Entre 1983 e 1985 formou-se uma rebelião contra Fatah, telefonema Fatah-‘Intifada’ (“sublevación”), que enfrentou a Síria e outros grupos palestinianos pró-sírios (FPLP-Comando Geral e As Saiqa) contra Arafat pelo controle da OLP. A rebelião falhou, devido provavelmente a que os palestinianos que habitavam os campos de refugiados do Líbano preferiram lutar por um líder palestiniano que apoiar às forças sírias, que assaltavam seus campos e causavam muitas mortes de maneira indiscriminada. Em 1985 uma nova ofensiva israelita tentou expulsar definitivamente a Arafat, o qual se transladou a Tunísia .
Em 1988 em Argel , a OLP reconheceu ao estado de Israel e renunciou ao uso do terrorismo para conseguir os objectivos políticos da causa palestiniana: um estado independente com capital em Jerusalém no resto de Palestiniana que não foi ocupado por Israel em 1948 (isto é, Cisjordânia, incluindo Jerusalém este, e Gaza) e o reconhecimento do direito de volta dos palestinianos expulsados que vivem como refugiados nos países vizinhos.

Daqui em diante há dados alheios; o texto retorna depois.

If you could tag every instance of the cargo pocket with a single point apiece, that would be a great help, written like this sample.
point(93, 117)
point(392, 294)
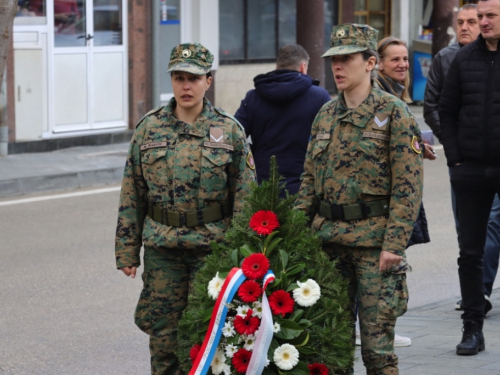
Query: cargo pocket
point(214, 170)
point(154, 168)
point(393, 296)
point(142, 314)
point(317, 223)
point(320, 164)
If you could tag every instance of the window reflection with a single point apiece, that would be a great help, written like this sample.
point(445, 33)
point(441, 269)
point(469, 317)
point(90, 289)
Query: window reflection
point(69, 23)
point(31, 12)
point(107, 22)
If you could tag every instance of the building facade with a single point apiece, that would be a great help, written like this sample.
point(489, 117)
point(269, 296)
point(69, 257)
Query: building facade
point(85, 71)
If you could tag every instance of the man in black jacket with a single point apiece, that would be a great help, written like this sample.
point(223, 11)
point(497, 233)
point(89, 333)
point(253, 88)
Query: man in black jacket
point(467, 32)
point(278, 115)
point(469, 111)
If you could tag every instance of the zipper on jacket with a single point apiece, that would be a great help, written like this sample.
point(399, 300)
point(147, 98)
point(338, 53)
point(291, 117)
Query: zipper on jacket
point(486, 122)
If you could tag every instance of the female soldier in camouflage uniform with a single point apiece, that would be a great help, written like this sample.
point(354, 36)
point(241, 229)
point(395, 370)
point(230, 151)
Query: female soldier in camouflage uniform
point(362, 187)
point(187, 168)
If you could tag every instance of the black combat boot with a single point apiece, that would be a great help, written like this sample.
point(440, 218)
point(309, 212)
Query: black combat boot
point(472, 338)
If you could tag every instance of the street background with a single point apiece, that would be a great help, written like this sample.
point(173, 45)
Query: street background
point(65, 309)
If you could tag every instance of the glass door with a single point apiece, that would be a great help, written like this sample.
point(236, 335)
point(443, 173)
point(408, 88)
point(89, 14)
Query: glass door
point(88, 65)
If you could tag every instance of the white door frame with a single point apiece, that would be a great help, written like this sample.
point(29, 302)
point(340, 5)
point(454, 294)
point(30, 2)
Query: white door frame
point(91, 127)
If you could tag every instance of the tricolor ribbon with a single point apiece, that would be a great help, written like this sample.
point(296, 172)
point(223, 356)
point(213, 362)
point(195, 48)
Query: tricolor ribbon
point(264, 334)
point(212, 338)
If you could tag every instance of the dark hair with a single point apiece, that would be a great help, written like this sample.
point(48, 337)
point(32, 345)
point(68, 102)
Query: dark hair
point(468, 6)
point(381, 48)
point(291, 56)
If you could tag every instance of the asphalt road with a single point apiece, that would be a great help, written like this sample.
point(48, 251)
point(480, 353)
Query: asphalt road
point(65, 309)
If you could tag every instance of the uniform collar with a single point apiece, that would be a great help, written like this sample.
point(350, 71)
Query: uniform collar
point(360, 115)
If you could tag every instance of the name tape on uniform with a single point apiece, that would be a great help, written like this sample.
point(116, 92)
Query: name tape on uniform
point(383, 137)
point(218, 145)
point(153, 145)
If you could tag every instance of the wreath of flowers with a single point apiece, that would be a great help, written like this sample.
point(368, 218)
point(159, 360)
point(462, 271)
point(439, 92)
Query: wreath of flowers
point(311, 330)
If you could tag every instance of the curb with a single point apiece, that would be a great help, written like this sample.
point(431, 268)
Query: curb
point(60, 182)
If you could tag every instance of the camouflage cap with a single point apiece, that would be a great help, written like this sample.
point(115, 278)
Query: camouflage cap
point(190, 57)
point(351, 38)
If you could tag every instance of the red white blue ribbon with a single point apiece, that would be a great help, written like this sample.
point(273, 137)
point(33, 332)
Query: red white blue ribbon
point(264, 334)
point(204, 359)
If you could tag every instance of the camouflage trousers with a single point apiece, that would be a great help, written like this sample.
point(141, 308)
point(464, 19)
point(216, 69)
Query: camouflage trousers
point(168, 275)
point(381, 298)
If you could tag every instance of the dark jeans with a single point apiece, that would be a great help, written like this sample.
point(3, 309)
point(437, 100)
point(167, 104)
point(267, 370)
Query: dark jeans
point(492, 247)
point(475, 186)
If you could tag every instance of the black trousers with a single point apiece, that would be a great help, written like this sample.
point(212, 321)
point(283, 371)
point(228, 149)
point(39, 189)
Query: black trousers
point(475, 186)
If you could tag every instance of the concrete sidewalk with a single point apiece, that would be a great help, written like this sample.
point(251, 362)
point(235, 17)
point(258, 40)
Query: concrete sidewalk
point(436, 330)
point(71, 168)
point(76, 167)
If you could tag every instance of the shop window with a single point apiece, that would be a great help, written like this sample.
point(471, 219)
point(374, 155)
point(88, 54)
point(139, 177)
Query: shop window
point(254, 30)
point(375, 13)
point(107, 22)
point(31, 12)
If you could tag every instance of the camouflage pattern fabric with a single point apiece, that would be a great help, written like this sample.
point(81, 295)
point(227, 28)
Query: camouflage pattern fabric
point(168, 276)
point(180, 168)
point(382, 297)
point(367, 153)
point(191, 58)
point(351, 38)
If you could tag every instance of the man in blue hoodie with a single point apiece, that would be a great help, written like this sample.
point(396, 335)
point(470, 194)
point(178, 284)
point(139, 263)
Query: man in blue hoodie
point(278, 115)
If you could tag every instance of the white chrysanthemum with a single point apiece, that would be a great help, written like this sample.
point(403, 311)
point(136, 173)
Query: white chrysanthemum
point(226, 369)
point(307, 294)
point(230, 350)
point(276, 327)
point(242, 310)
point(228, 330)
point(286, 357)
point(257, 309)
point(249, 342)
point(218, 362)
point(214, 286)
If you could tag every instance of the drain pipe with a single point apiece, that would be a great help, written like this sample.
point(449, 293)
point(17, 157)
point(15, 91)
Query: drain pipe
point(4, 140)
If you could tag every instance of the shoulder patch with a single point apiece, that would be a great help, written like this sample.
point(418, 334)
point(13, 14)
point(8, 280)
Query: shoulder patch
point(154, 110)
point(415, 145)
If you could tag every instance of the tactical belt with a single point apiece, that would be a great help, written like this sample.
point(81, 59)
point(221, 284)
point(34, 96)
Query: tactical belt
point(190, 218)
point(361, 210)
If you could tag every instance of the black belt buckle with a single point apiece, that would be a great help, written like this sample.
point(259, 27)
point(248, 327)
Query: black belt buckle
point(182, 219)
point(199, 214)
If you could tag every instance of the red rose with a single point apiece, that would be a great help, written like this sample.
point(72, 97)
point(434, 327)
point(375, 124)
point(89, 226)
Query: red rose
point(241, 359)
point(255, 266)
point(249, 291)
point(264, 222)
point(247, 325)
point(193, 353)
point(281, 303)
point(318, 369)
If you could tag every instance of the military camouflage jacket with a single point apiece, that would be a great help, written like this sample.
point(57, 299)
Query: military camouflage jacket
point(180, 167)
point(363, 154)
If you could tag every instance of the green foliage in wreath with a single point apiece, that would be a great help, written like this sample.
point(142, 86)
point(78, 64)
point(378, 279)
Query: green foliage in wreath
point(321, 333)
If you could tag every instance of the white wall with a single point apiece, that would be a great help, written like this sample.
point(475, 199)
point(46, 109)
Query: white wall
point(200, 23)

Em 1991 Arafat participou na Conferência de Paz de Madri junto com o Premiê de Israel, Isaac Shamir. Em 1993 o sucessor de Shamir, Isaac Rabin, e Arafat encontraram-se em uma conferência inicial em Oslo (Noruega) para negociar um alto o fogo e depois em Washington (EE. UU.) com o Presidente dos Estados Unidos Bill Clinton para lembrar uma Declaração de Princípios. Em 1994 a Autoridade Nacional Palestiniana, a organização dirigente de Cisjordânia e Gaza, renunciou às terras que Israel possuía dantes de 1967. Desde 2001, Fatah e outros grupos da OLP enfrentam-se contra as forças armadas de Israel na Segunda Intifada.